L’ospedale unico in vallata, sulla costa o nel capoluogo di provincia, dappertutto o da nessuna parte, infiamma da giorni il dibattito politico tra Ascoli e San Benedetto. Sono troppe le campane all’orecchio attento e interessato, perché c’è di mezzo uno dei servizi primari dell’utente. Che sarà il primo a rimetterci se le scelte saranno guidate da motivi sbagliati. Una voce fuori dal coro è quella dell’associazione “Punto Aiuto Cittadino”, proprio perché nasce da una “semplice” esigenza del cittadino stesso, come quella di avere una diagnosi e curarsi senza dover fare centinaia di chilometri o spendere una fortuna. «E’ inutile pensare ad un grande ospedale unico se non si ha la certezza di poterlo riempire con servizi adeguati e senza poter gestire le risorse necessarie».

Elio Core

A dirlo, e scriverlo in una lettera indirizzata al sindaco di San Benedetto Pasqualino Piunti, è Elio Core, presidente del centro nato a San Benedetto nel 2017. Core dal 1971 fino alla pensione ha lavorato al Pronto Soccorso dell’ospedale sambenedettese “Madonna del Soccorso”, diventando nel 1996, con l’istituzione del 118, coordinatore del servizio di Emergenza e Urgenza, della gestione delle chiamate e del trasporto sanitario. Non proprio digiuno della materia quindi. «Senza autonomia gestionale – continua il presidente – senza quindi un’Azienda sanitaria nel Sud delle Marche, con specialistiche come Neurochirurgia e Cardiochirurgia, aumento di medici e infermieri, potenziamento del dipartimento di emergenza, aumento di posti letto, prenotazioni in tempi brevissimi, andremmo a costruire una cattedrale nel deserto». E parla di pellegrinaggi, verso Macerata, Ancona o Pesaro per una semplice tac o ecografia,  di “attese bibliche”. «Proprio in questi giorni, un amico ha prenotato un esame diagnostico. Gli hanno dato l’appuntamento per ottobre 2020. Un altro per un elettrocardiogramma, ha avuto un posto a Macerata. E allora che si fa? Si rinuncia o si va privatamente. Questi sono i problemi, non dove si fa il centro di primo livello, di cui peraltro si parla da anni ma ancora nessuno ne conosce l’ubicazione».

L’ospedale di Ascoli

Core non risparmia nemmeno “Icaro”, che protocolli recenti vogliono nei cieli delle Marche per quasi tutti i traumi. «Tutti vogliono il meglio per il paziente. Ciò che non torna è il fatto che il meglio sia solo ad Ancona, dove ho l’impressione si cerchi di accentrare tutta la Sanità regionale» E’ dura da parte del presidente la posizione nei confronti dei politici locali, «che si agitano essendo loro stessi gli autori di questa morte annunciata, essendo peraltro totalmente digiuni di questioni sanitarie e nemmeno hanno mai varcato la soglia di una corsia ospedaliera per rendersi conto del disagio dei pazienti e le pessime condizioni in cui operano medici e infermieri, sottoposti a turni massacranti».

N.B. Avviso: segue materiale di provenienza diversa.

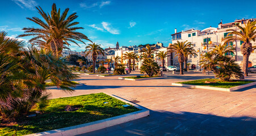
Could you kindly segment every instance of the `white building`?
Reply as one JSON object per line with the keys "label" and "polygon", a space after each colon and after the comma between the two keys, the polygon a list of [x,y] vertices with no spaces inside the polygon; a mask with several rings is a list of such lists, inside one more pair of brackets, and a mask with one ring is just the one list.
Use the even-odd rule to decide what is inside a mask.
{"label": "white building", "polygon": [[[207,49],[211,50],[214,48],[215,45],[219,44],[223,44],[224,41],[222,41],[223,38],[227,36],[227,34],[230,32],[227,31],[228,29],[236,29],[239,31],[238,28],[236,26],[236,24],[238,24],[242,27],[244,27],[244,24],[248,21],[255,20],[256,19],[240,19],[236,20],[234,22],[223,24],[221,22],[219,24],[217,28],[209,27],[202,31],[195,30],[191,29],[187,31],[182,31],[180,32],[177,32],[177,29],[175,29],[175,33],[171,35],[173,36],[172,43],[177,43],[177,41],[191,42],[195,50],[197,51],[198,56],[188,56],[188,63],[191,63],[190,69],[196,68],[199,69],[199,61],[200,60],[201,53],[205,53],[207,52]],[[208,48],[207,48],[207,41],[208,42]],[[241,45],[242,41],[237,40],[234,42],[229,42],[227,44],[232,45],[236,49],[234,54],[227,53],[225,55],[229,56],[236,60],[237,63],[240,66],[242,65],[243,56],[241,52]],[[252,42],[253,46],[256,45],[256,42]],[[177,63],[178,62],[178,63]],[[256,65],[256,50],[254,50],[251,53],[249,57],[249,63],[248,66],[251,66]],[[178,58],[174,58],[174,65],[179,66]]]}

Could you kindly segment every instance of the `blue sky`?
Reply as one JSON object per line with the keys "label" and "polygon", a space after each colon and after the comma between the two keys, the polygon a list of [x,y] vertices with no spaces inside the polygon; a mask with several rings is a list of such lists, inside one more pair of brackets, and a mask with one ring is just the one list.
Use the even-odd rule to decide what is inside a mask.
{"label": "blue sky", "polygon": [[[26,18],[40,18],[35,7],[49,12],[53,3],[61,11],[68,7],[69,14],[77,12],[78,26],[85,28],[79,31],[103,48],[114,47],[117,41],[120,46],[157,41],[167,46],[175,28],[178,32],[202,30],[217,27],[221,19],[226,23],[256,18],[256,1],[6,0],[0,6],[0,31],[16,37],[23,27],[38,27]],[[70,48],[83,51],[85,45],[81,45]]]}

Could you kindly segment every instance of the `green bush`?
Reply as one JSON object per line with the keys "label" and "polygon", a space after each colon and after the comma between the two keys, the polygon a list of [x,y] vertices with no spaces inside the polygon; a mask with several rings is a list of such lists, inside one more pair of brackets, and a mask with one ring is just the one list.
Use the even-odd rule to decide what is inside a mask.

«Assistiamo da molto tempo – conclude l’ex sanitario – ad una immensa confusione su ospedale unico, di rete, di base, di primo livello, di secondo livello, hospice, a Spinetoli, Grottammare, Monteprandone-Centobuchi, Ascoli Piceno, San Benedetto, magari alla Sentina, tutte sterili discussioni che servono solo per prepararsi alle prossime elezioni regionali. Noi vogliamo una sanità pubblica in cui il cittadino a fronte di tasse pagate, abbia la certezza di curarsi, non percorrere 300 chilometri per un esame strumentale, una sanità vicina ai cittadini, attraverso la quale possiamo fare prevenzione e curarci. Non abbiamo bisogno di ulteriori carrozzoni inefficienti e costosi».